CIA Director John McCone told Johnson of confidential intelligence reports about a trip Kennedy’s alleged assassin, Lee Harvey Oswald, took only weeks before, in September, to the Cuban embassy in Mexico City. LBJ, then 55 years old, recalled how an assassination of a head of state in an open car in Serbia in 1914 triggered World War I. Meanwhile, still fresh in most people’s minds, the United States and the Soviet Union had barely averted nuclear war in a crisis over Russian missiles in Cuba little more than a year before in October 1962.
McCone surmised that the Cubans were involved in Kennedy’s murder. And outside pressure was building. Authorities in Mexico detained Silvia Duran, a Cuban embassy employee said to have met with the suspect Oswald in Mexico City. Castro himself recently made public threats against JFK and JFK’s brother, Robert Kennedy. McCone’s reports that day refer to Cuban officials acting in great alarm.
McCone, after reviewing his agency’s secret statements, had come to a conclusion about the assassination. “It was the Castro connection,” he told the new president.

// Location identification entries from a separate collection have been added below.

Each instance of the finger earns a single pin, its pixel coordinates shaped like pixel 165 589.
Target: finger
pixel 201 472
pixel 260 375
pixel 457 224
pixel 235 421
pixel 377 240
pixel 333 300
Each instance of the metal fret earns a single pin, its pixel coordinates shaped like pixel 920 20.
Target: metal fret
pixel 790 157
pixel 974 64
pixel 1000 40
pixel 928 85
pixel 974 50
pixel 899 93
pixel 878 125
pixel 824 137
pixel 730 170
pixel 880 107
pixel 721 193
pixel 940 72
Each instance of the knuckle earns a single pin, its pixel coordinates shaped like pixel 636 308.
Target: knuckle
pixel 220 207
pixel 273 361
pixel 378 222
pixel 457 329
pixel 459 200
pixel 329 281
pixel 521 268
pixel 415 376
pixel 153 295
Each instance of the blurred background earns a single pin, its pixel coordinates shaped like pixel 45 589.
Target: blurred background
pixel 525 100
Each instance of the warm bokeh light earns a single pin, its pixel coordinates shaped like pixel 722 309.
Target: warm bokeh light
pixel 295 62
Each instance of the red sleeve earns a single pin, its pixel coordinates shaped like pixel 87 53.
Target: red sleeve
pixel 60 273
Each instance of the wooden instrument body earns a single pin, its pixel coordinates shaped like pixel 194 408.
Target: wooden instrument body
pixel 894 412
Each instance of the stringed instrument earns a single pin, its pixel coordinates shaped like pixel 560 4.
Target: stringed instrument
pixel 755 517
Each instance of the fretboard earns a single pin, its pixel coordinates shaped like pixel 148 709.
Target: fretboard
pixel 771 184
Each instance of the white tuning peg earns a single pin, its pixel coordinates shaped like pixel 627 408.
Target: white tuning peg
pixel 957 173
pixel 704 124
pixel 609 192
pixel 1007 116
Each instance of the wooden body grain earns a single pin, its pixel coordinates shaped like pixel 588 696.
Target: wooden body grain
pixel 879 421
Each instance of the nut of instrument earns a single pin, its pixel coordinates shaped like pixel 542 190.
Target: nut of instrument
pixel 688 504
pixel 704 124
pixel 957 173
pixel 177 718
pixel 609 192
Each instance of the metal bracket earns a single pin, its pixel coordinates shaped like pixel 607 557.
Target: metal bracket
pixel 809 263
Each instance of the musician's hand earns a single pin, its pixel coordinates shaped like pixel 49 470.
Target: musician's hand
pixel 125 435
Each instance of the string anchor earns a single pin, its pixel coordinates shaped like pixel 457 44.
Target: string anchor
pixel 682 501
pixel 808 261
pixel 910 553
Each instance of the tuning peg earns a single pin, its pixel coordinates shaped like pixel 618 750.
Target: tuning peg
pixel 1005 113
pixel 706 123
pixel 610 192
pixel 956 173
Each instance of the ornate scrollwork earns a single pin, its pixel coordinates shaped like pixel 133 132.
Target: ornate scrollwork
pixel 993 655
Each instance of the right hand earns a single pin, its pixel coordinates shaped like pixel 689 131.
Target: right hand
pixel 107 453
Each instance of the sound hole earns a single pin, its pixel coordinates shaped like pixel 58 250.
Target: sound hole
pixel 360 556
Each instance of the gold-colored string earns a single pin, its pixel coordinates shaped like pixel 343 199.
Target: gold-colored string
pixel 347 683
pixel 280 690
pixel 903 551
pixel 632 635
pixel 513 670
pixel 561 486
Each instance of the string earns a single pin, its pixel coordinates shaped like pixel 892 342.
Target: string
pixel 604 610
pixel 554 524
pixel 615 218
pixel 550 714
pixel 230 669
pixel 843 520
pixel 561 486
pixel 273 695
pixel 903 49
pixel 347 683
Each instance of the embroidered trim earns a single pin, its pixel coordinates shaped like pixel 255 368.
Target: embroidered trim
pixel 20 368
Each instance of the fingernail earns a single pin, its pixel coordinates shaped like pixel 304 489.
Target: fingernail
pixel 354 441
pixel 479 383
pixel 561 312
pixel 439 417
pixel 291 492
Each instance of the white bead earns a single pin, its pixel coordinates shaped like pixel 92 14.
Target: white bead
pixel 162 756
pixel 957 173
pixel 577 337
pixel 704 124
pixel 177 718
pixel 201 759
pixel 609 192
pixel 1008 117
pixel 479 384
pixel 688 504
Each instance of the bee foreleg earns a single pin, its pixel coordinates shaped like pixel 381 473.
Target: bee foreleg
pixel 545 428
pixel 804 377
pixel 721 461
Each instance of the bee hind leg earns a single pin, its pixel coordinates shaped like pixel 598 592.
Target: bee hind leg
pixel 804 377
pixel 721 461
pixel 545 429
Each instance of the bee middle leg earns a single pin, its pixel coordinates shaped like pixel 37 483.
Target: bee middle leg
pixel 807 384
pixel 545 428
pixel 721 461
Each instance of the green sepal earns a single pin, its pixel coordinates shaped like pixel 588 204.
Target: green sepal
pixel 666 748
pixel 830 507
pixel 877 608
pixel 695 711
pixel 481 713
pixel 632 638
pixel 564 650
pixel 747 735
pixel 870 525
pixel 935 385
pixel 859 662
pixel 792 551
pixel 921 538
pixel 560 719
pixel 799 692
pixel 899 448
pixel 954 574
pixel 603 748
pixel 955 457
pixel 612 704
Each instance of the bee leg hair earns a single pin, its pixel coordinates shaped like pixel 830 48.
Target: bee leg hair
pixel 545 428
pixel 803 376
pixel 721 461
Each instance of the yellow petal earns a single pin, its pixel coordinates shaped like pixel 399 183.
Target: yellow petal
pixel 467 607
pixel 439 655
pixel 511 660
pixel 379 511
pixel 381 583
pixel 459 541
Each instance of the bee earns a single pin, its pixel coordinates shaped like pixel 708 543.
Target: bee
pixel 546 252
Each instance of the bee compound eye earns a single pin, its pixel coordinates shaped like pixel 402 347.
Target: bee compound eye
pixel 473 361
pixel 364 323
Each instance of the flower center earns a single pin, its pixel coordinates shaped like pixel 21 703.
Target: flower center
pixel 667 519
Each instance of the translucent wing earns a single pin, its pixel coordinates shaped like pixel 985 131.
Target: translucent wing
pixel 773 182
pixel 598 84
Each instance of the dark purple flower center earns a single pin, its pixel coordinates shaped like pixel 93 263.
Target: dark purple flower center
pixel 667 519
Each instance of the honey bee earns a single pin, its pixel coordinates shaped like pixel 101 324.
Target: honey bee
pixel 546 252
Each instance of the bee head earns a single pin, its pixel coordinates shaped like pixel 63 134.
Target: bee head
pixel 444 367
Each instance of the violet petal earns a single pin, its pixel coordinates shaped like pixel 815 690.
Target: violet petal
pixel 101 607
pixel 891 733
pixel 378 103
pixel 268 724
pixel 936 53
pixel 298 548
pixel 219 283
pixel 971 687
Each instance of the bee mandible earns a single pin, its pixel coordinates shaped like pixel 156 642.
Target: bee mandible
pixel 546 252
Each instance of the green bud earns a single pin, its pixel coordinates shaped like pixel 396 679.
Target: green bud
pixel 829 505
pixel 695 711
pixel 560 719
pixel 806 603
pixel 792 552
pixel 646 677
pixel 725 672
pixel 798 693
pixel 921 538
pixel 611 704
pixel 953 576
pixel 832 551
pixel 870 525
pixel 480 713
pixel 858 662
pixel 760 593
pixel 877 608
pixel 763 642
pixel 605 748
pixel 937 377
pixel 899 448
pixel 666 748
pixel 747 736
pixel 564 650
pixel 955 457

Johnson also spoke by phone with his own longtime sources in the Mexican government, as well as CIA and FBI officers stationed in Mexico City.
Thus, Johnson knew the troubling story within only hours of Kennedy’s death, the connections Cuban intelligence and Cuban leader Fidel Castro had to Oswald. Should he reveal this link to the American people?

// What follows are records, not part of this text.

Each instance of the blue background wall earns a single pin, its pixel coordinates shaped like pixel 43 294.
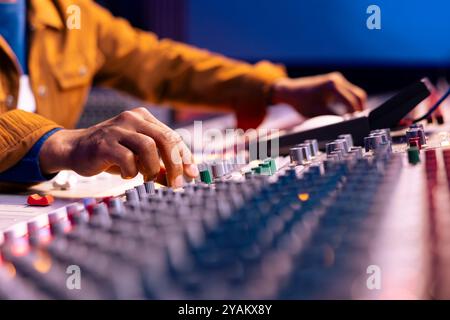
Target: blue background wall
pixel 323 32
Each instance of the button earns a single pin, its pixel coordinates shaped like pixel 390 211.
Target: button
pixel 272 165
pixel 218 169
pixel 83 70
pixel 333 146
pixel 38 200
pixel 150 187
pixel 306 151
pixel 205 174
pixel 42 90
pixel 142 192
pixel 357 151
pixel 348 137
pixel 9 101
pixel 132 195
pixel 416 133
pixel 413 155
pixel 296 155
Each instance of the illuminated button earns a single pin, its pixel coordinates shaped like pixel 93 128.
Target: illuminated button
pixel 296 155
pixel 415 142
pixel 348 138
pixel 257 170
pixel 357 151
pixel 416 133
pixel 413 155
pixel 272 165
pixel 38 200
pixel 265 168
pixel 385 132
pixel 336 145
pixel 336 155
pixel 373 141
pixel 150 187
pixel 314 147
pixel 205 174
pixel 306 151
pixel 142 192
pixel 132 195
pixel 218 169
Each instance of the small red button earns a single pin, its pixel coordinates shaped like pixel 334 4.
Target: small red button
pixel 38 200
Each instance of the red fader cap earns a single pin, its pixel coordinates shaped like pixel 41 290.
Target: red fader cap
pixel 38 200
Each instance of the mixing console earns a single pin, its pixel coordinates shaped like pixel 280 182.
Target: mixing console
pixel 349 222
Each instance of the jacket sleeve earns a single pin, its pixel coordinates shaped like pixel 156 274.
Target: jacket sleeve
pixel 168 72
pixel 19 131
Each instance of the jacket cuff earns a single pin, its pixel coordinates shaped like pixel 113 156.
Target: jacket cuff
pixel 19 131
pixel 256 90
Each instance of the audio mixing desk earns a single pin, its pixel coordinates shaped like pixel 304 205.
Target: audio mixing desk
pixel 348 221
pixel 314 224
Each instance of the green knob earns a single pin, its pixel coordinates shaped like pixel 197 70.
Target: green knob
pixel 413 155
pixel 205 176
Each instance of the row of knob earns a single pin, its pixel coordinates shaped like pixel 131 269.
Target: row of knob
pixel 304 152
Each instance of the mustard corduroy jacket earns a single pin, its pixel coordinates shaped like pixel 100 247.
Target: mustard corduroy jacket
pixel 64 63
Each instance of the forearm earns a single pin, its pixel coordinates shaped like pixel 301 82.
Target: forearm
pixel 19 131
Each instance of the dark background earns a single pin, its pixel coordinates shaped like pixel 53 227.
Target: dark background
pixel 310 37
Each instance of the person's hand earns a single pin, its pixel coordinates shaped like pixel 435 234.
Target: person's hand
pixel 127 144
pixel 312 96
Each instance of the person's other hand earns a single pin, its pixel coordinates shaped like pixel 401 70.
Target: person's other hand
pixel 312 96
pixel 129 143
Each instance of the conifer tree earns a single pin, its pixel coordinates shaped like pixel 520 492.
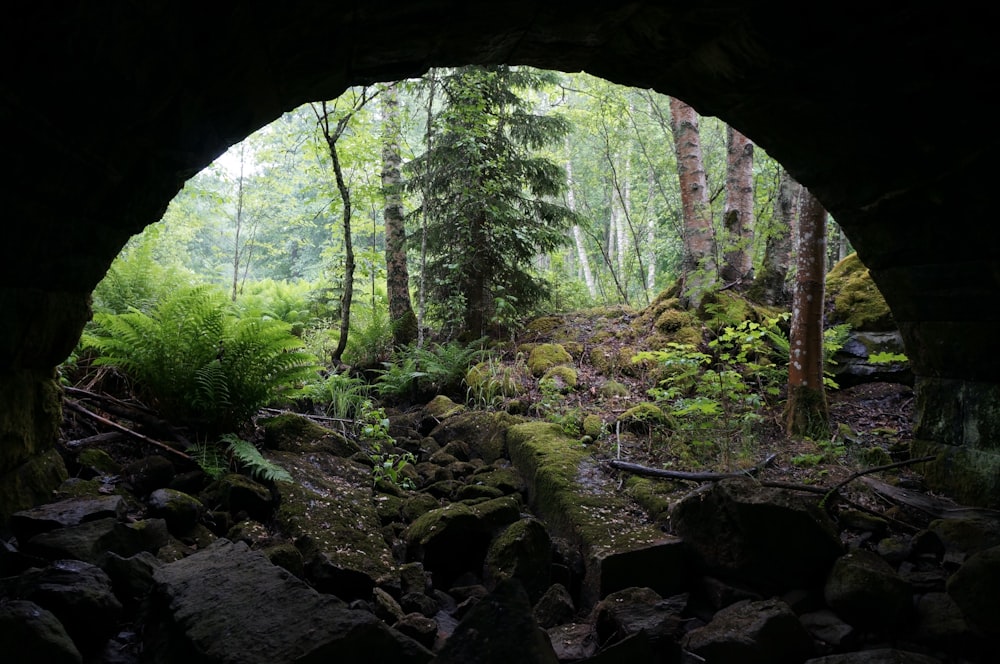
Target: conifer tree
pixel 490 201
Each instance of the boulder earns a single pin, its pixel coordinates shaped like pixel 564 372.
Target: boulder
pixel 867 592
pixel 29 633
pixel 229 605
pixel 762 632
pixel 499 629
pixel 772 539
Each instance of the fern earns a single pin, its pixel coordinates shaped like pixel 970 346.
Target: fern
pixel 197 360
pixel 244 453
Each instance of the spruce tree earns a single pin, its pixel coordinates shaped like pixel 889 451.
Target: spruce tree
pixel 490 201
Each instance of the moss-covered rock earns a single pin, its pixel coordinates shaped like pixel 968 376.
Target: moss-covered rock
pixel 644 416
pixel 854 298
pixel 484 431
pixel 291 432
pixel 545 356
pixel 612 389
pixel 441 408
pixel 559 379
pixel 593 426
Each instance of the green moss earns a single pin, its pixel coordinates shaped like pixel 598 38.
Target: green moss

LBJ also heard about efforts by the Kennedy administration to destabilize Cuba and kill Castro. Johnson would later remark, more than once, that “Kennedy wanted to kill Castro, but Castro got him first.”
According to a former LBJ speechwriter, Leo Janos, Johnson phoned a friend, Georgia Democratic Senator Richard Russell, who advised him not to. “Don’t let it out,” the senator said. “If you do, it’s World War III.”
If Americans heard that Castro and the Cubans took part in the president’s murder, Johnson felt that calls for military retaliation could be too strong to stop, leading to war with Cuba and then a likely escalation from Cuba’s ally and patron, the USSR. Johnson also feared conservatives would bury Democrats in elections if it came out that the Kennedys had operated what Johnson described as a Mob-like “Murder, Incorporated” out of the White House. He made the calculation to cover up the Castro/Cuban news on JFK. He halted U.S. investigations into Oswald’s activities in Mexico City.
Johnson’s decision may have saved the country and the world from nuclear destruction, according to Russo. But it also created an incredible wave of speculation, misinformation and mass confusion surrounding the JFK assassination that continues to this day.